When HMRC Challenges Your Apportionment

HMRC may open an enquiry under the standard rules (FA 2009 enquiry powers, with the statutory window running typically 12 months from the return filing). The enquiry will focus on the inputs and the methodology rather than on whether ATED applies in principle.

The sequence of an apportionment enquiry typically runs:

  1. HMRC opens with a request for the workings (methodology, inputs, valuation report).
  2. HMRC compares the company's apportionment with its own view (often derived from VOA valuation comparables or HMRC's data-matching against Land Registry sale prices for similar buildings).
  3. If HMRC's view differs materially from the company's, HMRC writes a substantive challenge identifying the points of divergence.
  4. The company responds with reasoned support, additional evidence, or (where appropriate) an agreed revised figure.
  5. Resolution is by agreement or, in rare cases, by closure notice with a route to appeal at the First-tier Tribunal.

The penalty risk attaches not to the dispute itself but to the original return. Where HMRC concludes the apportionment was careless (defective methodology, stale inputs, no professional support where one was needed), Schedule 24 FA 2007 penalties apply at 0% to 30% of the additional tax for careless behaviour, 20% to 70% for deliberate, and 30% to 100% for deliberate-and-concealed. A reasoned RICS-supported apportionment with a methodology note is rarely treated as careless even when HMRC's preferred figure differs.

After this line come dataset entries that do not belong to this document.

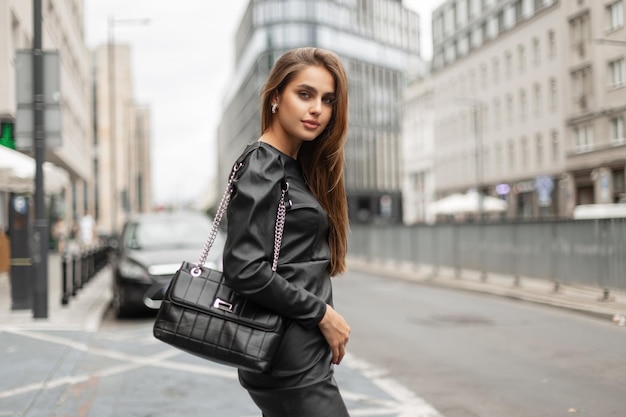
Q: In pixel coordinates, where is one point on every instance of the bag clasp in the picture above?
(223, 305)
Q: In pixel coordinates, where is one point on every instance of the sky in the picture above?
(182, 59)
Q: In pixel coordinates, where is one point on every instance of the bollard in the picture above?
(64, 289)
(78, 281)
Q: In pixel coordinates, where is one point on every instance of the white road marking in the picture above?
(401, 402)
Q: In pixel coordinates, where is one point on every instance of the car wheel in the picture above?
(120, 306)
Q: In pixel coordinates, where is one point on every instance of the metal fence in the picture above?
(588, 252)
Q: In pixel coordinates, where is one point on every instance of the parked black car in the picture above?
(150, 250)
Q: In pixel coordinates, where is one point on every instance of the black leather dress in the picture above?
(301, 383)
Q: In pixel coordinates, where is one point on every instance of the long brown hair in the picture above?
(323, 159)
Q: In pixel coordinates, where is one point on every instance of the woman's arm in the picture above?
(248, 252)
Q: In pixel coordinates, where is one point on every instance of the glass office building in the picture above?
(378, 42)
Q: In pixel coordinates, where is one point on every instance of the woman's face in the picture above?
(306, 105)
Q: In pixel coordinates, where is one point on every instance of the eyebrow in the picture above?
(311, 88)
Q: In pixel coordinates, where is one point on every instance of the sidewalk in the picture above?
(579, 298)
(84, 311)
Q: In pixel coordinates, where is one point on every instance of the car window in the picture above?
(156, 233)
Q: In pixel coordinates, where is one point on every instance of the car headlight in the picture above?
(132, 270)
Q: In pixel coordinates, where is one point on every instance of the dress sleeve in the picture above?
(248, 252)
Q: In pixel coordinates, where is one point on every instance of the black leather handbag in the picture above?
(201, 315)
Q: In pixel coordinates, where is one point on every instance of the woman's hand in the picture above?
(336, 332)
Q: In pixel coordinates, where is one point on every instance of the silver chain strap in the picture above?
(221, 209)
(280, 225)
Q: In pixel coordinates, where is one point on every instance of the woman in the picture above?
(304, 126)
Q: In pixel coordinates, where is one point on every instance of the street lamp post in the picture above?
(476, 108)
(111, 72)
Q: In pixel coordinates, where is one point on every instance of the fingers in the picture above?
(337, 332)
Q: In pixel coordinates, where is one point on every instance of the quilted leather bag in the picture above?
(201, 315)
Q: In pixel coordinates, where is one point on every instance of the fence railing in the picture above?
(588, 252)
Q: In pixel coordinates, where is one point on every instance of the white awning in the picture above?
(17, 173)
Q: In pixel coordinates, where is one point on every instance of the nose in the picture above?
(316, 107)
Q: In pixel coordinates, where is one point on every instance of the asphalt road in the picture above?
(476, 355)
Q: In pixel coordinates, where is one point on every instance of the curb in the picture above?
(588, 300)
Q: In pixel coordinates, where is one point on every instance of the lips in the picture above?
(311, 124)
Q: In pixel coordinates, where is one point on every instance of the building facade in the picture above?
(122, 138)
(63, 31)
(418, 152)
(529, 102)
(595, 101)
(378, 41)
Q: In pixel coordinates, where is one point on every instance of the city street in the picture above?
(478, 355)
(415, 351)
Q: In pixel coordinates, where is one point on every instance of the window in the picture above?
(483, 76)
(509, 109)
(508, 65)
(536, 52)
(537, 91)
(511, 154)
(553, 94)
(497, 117)
(551, 44)
(615, 15)
(496, 70)
(518, 10)
(581, 86)
(525, 153)
(556, 148)
(498, 158)
(617, 130)
(539, 149)
(583, 136)
(616, 73)
(580, 31)
(522, 106)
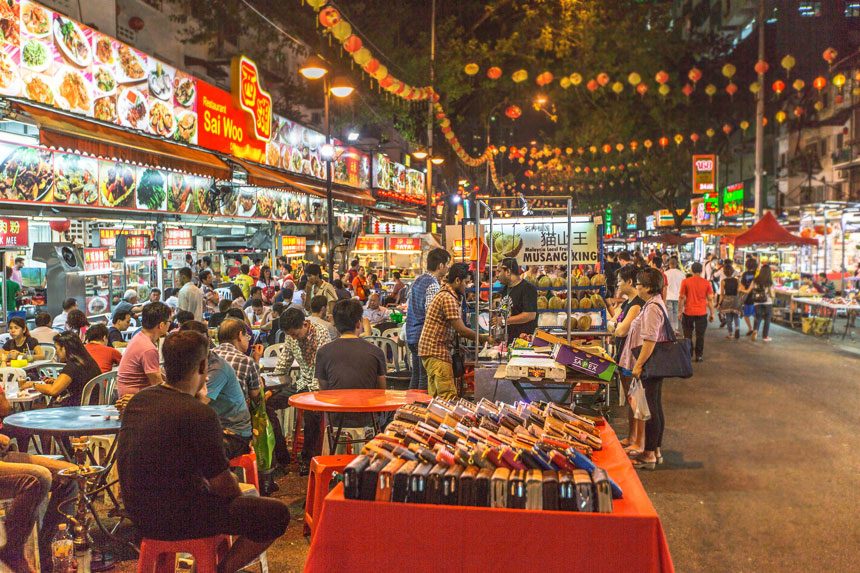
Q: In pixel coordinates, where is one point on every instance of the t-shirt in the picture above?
(139, 359)
(674, 278)
(349, 363)
(191, 299)
(523, 298)
(29, 343)
(12, 289)
(695, 291)
(105, 356)
(168, 444)
(227, 398)
(80, 372)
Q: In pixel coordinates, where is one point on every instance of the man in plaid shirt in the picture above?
(304, 338)
(442, 322)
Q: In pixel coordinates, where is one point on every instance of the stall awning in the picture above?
(59, 130)
(768, 231)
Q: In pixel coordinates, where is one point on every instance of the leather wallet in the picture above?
(400, 485)
(386, 479)
(499, 487)
(352, 477)
(583, 490)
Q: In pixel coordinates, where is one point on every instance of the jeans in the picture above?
(763, 312)
(655, 425)
(13, 467)
(419, 374)
(699, 324)
(672, 309)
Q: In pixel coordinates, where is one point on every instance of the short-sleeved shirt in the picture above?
(29, 343)
(105, 356)
(521, 298)
(226, 397)
(139, 359)
(437, 337)
(695, 291)
(168, 445)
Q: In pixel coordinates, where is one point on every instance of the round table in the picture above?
(354, 401)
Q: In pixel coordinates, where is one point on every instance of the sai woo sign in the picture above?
(14, 232)
(704, 174)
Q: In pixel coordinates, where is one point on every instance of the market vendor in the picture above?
(519, 296)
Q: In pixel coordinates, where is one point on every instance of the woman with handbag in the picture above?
(648, 329)
(729, 300)
(762, 297)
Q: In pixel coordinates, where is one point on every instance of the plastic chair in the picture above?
(103, 384)
(158, 556)
(321, 470)
(248, 463)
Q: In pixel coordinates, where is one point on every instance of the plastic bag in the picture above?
(637, 400)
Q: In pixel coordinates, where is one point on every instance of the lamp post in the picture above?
(315, 69)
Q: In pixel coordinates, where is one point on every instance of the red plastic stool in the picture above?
(248, 463)
(321, 470)
(160, 556)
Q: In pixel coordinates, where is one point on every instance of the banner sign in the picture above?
(14, 232)
(704, 174)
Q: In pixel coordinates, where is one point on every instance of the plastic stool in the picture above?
(248, 463)
(321, 470)
(160, 556)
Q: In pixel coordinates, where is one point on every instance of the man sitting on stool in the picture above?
(175, 479)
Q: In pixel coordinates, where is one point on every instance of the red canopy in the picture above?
(768, 231)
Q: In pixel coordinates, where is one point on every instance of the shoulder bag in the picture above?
(670, 359)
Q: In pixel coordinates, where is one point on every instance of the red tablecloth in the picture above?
(369, 536)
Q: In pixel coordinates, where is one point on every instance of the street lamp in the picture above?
(340, 87)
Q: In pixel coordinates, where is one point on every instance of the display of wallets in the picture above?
(418, 484)
(534, 489)
(434, 484)
(370, 478)
(583, 489)
(352, 477)
(549, 483)
(482, 487)
(466, 488)
(499, 487)
(451, 485)
(400, 486)
(602, 491)
(385, 481)
(517, 490)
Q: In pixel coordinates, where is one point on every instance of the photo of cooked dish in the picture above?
(35, 55)
(186, 127)
(161, 120)
(131, 66)
(105, 109)
(36, 20)
(72, 42)
(104, 51)
(10, 82)
(75, 179)
(39, 90)
(132, 109)
(73, 91)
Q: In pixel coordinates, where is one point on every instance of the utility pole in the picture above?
(759, 115)
(429, 214)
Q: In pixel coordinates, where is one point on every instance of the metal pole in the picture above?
(328, 176)
(759, 116)
(429, 182)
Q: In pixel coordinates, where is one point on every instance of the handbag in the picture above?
(670, 359)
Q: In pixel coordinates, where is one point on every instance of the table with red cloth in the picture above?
(375, 536)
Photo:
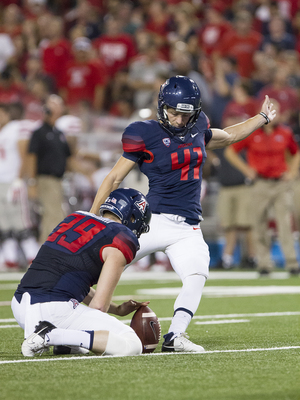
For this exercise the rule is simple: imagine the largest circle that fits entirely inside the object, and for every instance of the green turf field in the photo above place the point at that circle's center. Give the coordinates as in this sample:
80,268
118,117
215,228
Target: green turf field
250,328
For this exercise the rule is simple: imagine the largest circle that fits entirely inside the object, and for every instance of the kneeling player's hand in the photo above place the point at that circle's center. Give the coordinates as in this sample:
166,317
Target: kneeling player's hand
130,306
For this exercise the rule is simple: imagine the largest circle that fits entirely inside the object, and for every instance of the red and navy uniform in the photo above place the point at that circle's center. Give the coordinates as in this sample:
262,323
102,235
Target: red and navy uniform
70,261
159,154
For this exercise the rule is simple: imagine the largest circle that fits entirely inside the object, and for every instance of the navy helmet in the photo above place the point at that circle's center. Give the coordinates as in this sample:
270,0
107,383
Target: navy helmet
182,94
131,207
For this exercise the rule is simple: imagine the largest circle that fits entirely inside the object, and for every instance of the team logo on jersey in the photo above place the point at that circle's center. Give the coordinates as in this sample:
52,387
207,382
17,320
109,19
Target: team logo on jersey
141,205
75,303
166,141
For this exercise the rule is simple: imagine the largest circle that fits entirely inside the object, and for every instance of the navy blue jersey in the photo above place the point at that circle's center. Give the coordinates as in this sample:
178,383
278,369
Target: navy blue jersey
70,261
173,166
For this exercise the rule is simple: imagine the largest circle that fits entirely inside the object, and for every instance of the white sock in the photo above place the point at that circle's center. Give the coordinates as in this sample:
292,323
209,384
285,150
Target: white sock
127,344
227,260
70,337
187,302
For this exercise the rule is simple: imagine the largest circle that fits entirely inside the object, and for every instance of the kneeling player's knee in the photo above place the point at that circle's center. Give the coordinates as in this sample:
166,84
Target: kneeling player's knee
133,344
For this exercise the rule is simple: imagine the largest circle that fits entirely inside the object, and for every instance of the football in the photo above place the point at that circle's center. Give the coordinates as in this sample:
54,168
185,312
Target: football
146,325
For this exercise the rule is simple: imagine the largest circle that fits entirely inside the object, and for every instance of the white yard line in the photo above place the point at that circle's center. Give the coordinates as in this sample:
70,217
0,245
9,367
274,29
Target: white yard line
128,276
222,321
75,358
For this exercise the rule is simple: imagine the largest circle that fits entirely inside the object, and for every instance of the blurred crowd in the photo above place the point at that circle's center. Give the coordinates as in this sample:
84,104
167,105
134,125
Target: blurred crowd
109,58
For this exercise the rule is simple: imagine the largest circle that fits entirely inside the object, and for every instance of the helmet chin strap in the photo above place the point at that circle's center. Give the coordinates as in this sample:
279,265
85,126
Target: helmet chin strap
176,131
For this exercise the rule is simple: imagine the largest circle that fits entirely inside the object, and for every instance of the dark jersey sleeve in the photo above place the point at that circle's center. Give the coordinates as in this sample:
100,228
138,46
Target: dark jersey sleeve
133,142
33,146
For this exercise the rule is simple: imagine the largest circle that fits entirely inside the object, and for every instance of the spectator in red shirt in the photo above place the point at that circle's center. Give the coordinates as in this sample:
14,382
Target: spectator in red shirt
185,29
10,91
285,95
242,102
267,167
158,22
56,51
84,79
34,99
11,20
214,28
114,48
241,43
33,9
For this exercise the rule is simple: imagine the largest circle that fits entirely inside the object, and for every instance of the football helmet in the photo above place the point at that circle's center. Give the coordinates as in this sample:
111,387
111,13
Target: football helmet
182,94
131,207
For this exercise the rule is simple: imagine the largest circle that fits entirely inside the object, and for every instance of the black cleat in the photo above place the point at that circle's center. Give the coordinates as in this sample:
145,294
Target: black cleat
35,343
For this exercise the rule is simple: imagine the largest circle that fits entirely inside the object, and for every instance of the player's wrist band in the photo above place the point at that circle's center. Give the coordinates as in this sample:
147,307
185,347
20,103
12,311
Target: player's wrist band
31,182
265,117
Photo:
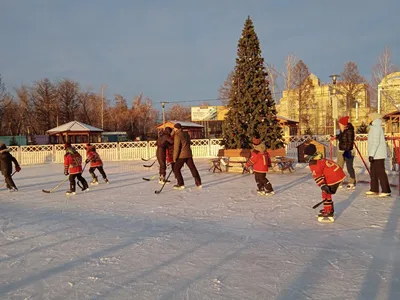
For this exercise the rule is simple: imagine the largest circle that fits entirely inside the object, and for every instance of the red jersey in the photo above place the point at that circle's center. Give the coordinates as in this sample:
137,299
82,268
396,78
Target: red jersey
259,161
94,158
73,163
326,171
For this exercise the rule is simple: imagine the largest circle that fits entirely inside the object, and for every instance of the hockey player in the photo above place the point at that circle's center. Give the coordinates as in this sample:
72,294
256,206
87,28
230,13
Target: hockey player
260,160
73,168
95,163
328,175
6,160
163,143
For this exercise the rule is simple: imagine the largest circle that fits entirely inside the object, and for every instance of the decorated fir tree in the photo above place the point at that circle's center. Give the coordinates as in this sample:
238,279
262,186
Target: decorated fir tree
252,111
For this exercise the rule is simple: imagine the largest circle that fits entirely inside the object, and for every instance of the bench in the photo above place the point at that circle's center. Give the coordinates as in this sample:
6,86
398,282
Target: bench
230,158
283,163
224,160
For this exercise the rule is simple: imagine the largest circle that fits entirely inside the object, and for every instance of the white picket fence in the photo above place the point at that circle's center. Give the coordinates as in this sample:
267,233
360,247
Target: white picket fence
202,148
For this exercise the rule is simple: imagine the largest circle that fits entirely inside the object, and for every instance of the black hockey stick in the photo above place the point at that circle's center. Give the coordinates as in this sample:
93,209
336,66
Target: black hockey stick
56,187
151,178
149,166
82,173
318,204
165,181
147,159
11,176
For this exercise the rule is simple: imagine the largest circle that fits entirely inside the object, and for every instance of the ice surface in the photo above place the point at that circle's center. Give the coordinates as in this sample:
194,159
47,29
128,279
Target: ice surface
224,241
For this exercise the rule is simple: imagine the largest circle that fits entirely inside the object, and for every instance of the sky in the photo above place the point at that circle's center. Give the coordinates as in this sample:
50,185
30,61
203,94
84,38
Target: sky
183,50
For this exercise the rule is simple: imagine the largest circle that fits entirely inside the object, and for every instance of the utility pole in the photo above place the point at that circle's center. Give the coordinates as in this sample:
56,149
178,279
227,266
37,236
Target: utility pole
102,87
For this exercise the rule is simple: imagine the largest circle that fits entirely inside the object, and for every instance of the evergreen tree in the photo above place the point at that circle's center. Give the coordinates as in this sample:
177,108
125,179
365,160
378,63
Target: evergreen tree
252,111
363,129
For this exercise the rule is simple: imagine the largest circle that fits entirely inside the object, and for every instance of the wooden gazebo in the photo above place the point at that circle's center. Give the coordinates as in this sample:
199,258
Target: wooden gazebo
195,130
74,132
392,122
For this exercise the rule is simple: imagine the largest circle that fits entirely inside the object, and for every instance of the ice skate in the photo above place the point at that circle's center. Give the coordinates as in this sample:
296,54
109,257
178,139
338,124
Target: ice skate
178,187
326,215
384,195
370,193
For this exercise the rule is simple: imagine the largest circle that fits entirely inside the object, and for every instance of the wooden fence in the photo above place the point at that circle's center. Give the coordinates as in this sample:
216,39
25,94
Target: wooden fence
202,148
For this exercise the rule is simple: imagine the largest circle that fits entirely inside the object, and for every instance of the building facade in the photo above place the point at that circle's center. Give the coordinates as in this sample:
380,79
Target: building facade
323,104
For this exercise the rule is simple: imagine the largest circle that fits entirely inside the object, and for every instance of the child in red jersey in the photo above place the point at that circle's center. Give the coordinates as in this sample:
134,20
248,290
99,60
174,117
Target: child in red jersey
327,174
73,168
95,163
259,160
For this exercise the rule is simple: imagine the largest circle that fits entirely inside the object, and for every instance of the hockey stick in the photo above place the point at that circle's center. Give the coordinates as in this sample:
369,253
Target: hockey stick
359,153
318,204
147,159
165,181
149,166
11,176
151,178
56,187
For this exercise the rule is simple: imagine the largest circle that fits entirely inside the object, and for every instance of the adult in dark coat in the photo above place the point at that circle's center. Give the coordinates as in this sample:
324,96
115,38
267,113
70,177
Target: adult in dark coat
183,155
164,142
346,153
6,160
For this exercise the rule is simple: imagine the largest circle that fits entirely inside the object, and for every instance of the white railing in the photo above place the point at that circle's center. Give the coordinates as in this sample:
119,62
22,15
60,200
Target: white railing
202,148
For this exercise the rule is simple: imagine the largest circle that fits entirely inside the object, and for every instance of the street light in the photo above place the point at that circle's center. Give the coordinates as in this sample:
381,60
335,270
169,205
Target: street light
332,91
103,86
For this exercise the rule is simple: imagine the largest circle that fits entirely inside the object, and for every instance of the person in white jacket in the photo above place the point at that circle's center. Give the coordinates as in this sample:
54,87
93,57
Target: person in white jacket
377,154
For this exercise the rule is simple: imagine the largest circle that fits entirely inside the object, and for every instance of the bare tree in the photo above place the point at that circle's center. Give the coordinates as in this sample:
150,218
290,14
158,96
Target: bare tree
67,94
302,91
290,64
351,84
45,106
380,70
5,103
178,112
272,78
225,89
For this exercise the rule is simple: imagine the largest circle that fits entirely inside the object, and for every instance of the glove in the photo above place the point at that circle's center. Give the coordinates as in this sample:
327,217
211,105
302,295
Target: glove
347,154
325,188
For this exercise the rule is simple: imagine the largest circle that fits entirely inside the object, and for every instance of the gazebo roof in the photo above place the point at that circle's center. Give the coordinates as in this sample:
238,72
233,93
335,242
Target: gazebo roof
74,126
184,124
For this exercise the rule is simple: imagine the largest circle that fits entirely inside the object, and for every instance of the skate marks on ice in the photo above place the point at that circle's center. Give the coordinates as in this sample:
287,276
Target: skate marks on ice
386,254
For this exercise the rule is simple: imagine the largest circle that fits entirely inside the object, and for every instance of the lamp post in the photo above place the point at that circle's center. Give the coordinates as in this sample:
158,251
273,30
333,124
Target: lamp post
358,102
163,109
102,87
332,92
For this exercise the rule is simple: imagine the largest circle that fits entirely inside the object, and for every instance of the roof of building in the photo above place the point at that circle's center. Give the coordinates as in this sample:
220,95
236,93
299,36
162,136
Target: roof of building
287,119
183,123
74,126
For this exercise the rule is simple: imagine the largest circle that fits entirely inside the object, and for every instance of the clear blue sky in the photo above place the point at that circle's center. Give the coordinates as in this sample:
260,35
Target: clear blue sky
176,50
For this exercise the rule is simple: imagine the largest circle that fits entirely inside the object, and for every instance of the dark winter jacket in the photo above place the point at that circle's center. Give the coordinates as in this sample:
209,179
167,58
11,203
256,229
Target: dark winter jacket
182,145
6,160
346,138
164,142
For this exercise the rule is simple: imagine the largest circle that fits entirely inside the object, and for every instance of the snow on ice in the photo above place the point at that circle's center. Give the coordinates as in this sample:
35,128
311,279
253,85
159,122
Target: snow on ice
224,241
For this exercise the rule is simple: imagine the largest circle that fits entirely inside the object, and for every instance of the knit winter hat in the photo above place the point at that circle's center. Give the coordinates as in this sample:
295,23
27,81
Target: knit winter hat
168,130
256,141
310,149
374,116
344,120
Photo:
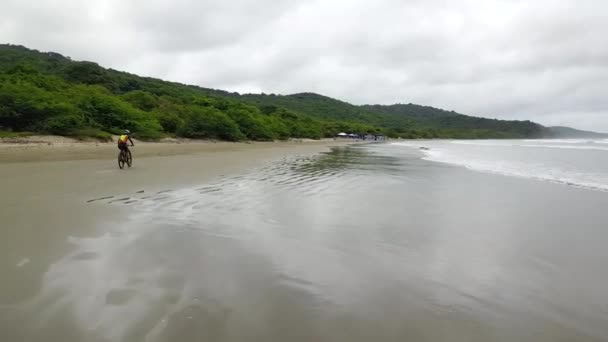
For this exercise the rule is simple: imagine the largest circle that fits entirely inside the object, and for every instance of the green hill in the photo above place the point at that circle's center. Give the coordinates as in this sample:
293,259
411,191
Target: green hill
50,93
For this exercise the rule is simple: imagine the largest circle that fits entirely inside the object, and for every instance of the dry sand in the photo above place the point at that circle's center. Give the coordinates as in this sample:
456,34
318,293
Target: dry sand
46,186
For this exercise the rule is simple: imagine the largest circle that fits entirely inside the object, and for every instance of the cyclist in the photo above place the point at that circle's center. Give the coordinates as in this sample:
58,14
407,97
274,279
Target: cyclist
123,140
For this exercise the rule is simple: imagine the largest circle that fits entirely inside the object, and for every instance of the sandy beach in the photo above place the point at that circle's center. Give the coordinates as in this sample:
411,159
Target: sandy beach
298,241
47,187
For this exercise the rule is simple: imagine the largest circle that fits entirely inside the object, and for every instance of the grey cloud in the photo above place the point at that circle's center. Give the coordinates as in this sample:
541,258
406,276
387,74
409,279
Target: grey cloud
544,60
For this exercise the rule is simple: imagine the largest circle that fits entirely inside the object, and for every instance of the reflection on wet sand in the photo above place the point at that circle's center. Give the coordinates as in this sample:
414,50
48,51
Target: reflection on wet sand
357,244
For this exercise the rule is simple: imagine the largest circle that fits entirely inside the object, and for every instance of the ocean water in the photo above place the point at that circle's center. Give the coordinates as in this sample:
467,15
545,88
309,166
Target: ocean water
461,241
576,162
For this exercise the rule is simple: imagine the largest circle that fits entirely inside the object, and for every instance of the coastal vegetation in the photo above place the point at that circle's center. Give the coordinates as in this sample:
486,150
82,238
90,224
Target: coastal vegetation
46,92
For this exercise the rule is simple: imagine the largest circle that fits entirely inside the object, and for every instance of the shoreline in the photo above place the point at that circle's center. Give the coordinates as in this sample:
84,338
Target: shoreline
52,187
55,148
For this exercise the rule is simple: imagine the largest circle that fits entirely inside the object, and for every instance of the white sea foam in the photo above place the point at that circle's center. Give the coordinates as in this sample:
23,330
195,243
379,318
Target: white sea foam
493,163
572,147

Where the dispute is resolved by amendment within 12 months of the original return, the procedure follows our ATED return amendment guide. Where it sits beyond 12 months, the route is HMRC's correction or closure notice plus, where appropriate, overpayment relief under Schedule 1AB TMA 1970 for figures that turn out to have been over-stated.

How This Page Sits Alongside Sibling Pages

The wider ATED guidance on the site treats the mixed-use apportionment as a specialist subtopic of the dwelling test and the valuation rules. The closest neighbours:

Authority Sources

The mixed-use boundary in ATED is one of those quiet technical areas where a properly evidenced apportionment removes the entire question, and a sketchy one invites years of correspondence. For company-held mixed-use portfolios approaching the 1 April 2027 revaluation, this is the right moment to refresh the methodology and lock the apportionment for the next five-year cycle.